»Schnell, knipsen wir ein paar Fotos und machen uns dann vom Acker, bevor er uns entdeckt«, meint Jo mit zittriger Stimme.
»Ich werde ihn zur Rede stellen«, murmle ich mehr zu mir selbst, »das ist die einzige Möglichkeit, um herauszufinden, wer er ist.«
»Candice, das kannst du doch nicht«, versucht Kate mich zur Vernunft zu bringen, doch ich laufe einfach mitten in ihrer Rede auf das Grab meiner Mutter zu.
»Hey!«, brülle ich unerschrocken. »Hey, wer sind Sie?«
Im nächsten Moment trifft mich der Blick des Mannes wie der Schuss eines Jägergewehrs. Unsicher, ob er verschwinden soll, weicht er etwas von mir zurück.
Doch ich habe ihn schnell eingeholt und stehe schon im nächsten Augenblick direkt vor ihm. Er ist groß, von normaler bis kräftiger Statur und hat dunkles Haar.
Auch Kate ist neugierig und schreitet hinter mir auf uns beide zu. Weil sie jedoch merkt, dass Josephine zögerlich hinter der Trauerweide in Deckung geht, packt sie Jo an der Hand und zieht sie mit sich.
»Sie kennen meine Mutter, habe ich recht?«, vernehme ich die aufgebrachte Stimme von mir, die in diesem Moment wie die einer fremden Person klingt.
»Was geht dich das an?«, schnauzt der Mann verärgert und mustert mich angestrengt, dann jedoch weicht sein verwirrt wütender Ausdruck plötzlich völliger Schockstarre. Er schnappt gierig nach Luft. »Du bist ihre Tochter, hab ich recht?«
Ich stemme meine Hände in die Hüften. »Die bin ich. Woher kennen Sie mich?«
»Du...du hast ihre Augen.« Auch wenn ich in diesem Augenblick am liebsten davonrennen würde, so muss ich doch in seine Augen blicken, die in diesem Moment tatsächlich etwas glasig werden.

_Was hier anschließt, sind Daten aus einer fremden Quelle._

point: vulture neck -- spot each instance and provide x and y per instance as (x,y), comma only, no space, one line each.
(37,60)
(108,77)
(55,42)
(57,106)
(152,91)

»Ja, ich weiß«, entgegne ich betont unsensibel, um mich von der Situation zu distanzieren »aber was, verdammt, machen Sie am Grab meiner Mutter?«
»Deine Mutter war«, er sucht nach den richtigen Worten, »sie war eine gute Freundin von mir.«
»Und warum weiß ich dann nichts von Ihnen? Warum hat sie Sie mit keinem Wort je erwähnt?«, hake ich im strengen Ton nach. Ich habe meine Hände fordernd in die Hüften gestemmt.
»Candice, ich denke, das sollten wir nicht an einem so friedlichen Ort wie diesem hier besprechen.« Er deutet auf eine alte Frau, die in etwas Entfernung an einem Grab steht und betet.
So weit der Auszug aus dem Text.